Francis Ford Coppola

BY John SemleyPublished Nov 1, 2011

When mapping the high watermarks of American filmmaking in the '70s, The Conversation tends to get lost in the shuffle between Coppola's other major tent-pole films: The Godfather, The Godfather Part II and Apocalypse Now. Certainly, The Conversation is smaller than those massively budgeted blockbusters, focusing exclusively on a freelance surveillance expert (Gene Hackman) as his day-to-day life is consumed by paranoid glances over his shoulder, with its nods to Watergate and political spy intrigue being largely incidental, and unimportant, to the film's many pleasures.

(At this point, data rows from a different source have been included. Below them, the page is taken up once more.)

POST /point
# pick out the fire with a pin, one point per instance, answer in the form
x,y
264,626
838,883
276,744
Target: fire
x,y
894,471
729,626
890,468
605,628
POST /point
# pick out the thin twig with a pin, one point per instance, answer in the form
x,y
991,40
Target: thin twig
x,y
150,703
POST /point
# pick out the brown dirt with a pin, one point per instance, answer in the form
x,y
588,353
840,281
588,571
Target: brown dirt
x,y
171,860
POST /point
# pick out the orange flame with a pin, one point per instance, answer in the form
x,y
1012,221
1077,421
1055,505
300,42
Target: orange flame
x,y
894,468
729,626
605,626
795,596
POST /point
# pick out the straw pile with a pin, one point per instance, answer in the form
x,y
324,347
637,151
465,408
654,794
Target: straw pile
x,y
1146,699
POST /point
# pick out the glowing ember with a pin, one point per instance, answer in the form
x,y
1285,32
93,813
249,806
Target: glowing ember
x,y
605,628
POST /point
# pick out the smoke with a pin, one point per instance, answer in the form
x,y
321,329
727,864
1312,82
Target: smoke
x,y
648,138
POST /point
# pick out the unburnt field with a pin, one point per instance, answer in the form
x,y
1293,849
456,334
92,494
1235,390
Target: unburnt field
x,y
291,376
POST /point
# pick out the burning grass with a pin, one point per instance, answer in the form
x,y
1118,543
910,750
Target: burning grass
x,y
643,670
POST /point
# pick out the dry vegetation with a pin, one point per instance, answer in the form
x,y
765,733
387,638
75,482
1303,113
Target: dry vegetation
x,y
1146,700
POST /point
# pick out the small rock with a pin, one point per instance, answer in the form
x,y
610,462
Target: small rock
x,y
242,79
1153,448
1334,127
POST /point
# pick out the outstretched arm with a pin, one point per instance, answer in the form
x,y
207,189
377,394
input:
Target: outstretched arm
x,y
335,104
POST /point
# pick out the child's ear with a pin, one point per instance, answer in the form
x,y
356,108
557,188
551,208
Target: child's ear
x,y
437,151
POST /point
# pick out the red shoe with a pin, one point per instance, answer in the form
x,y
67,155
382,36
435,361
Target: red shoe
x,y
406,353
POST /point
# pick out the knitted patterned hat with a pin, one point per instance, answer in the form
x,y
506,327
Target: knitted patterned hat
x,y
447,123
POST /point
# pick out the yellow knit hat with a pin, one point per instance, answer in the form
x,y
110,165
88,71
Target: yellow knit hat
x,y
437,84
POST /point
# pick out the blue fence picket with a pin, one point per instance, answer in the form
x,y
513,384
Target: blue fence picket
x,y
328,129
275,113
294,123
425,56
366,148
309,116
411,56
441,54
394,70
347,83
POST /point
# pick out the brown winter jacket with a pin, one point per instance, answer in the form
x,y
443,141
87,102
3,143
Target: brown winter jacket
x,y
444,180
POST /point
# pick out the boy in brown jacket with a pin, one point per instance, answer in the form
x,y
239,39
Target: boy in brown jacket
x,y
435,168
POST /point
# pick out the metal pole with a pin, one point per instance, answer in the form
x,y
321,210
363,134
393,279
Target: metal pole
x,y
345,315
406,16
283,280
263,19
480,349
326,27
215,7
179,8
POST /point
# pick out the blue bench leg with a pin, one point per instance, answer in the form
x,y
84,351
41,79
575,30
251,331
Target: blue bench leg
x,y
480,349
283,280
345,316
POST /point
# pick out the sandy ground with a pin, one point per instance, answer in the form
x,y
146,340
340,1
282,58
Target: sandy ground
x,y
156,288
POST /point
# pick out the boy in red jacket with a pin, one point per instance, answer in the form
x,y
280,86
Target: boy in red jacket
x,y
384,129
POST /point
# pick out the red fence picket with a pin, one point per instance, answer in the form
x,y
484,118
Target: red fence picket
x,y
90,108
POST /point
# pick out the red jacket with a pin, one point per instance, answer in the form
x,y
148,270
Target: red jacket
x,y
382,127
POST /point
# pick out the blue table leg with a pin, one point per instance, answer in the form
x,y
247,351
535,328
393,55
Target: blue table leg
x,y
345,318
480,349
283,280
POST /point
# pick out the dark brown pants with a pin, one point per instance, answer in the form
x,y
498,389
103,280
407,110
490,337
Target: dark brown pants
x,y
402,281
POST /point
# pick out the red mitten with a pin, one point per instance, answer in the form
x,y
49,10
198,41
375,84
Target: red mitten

In interviews and commentaries bundled with this Blu-Ray package, Coppola refers to The Conversation as a "personal film" – as if The Godfather films weren't about the machinations at play in the Coppola dynasty itself – which he believes outstrips many of the works he's "better known for." And, indeed, there's a clarity of vision in The Conversation that's wildly different and more idiosyncratic than Coppola's Vietnam nightmare or his ornate Mafioso triptych – and minimalism as well. But the austerity in Coppola's sketch of a man – Hackman's Harry Caul – who becomes entrenched in the fog of scandal after becoming obsessed with a conversation he was hired to record, and its potential implications for the conversing couple and himself, crescendos into an expressionistic final reel. Indebted (not least of all in its premise and plotting) to Antonioni's Blow-Up, The Conversation feels more like the "European"-style films the New Hollywood filmmakers of Coppola's generation were driving at, more so than anything since Bogdanovich's The Last Picture Show (1971). But like the Godfather films, or even Apocalypse Now, The Conversation works through the tropes of the political potboiler in a way that's both reverent, radical and utterly, absolutely unique. Tense, spooky and affecting, The Conversation is well worth revisiting.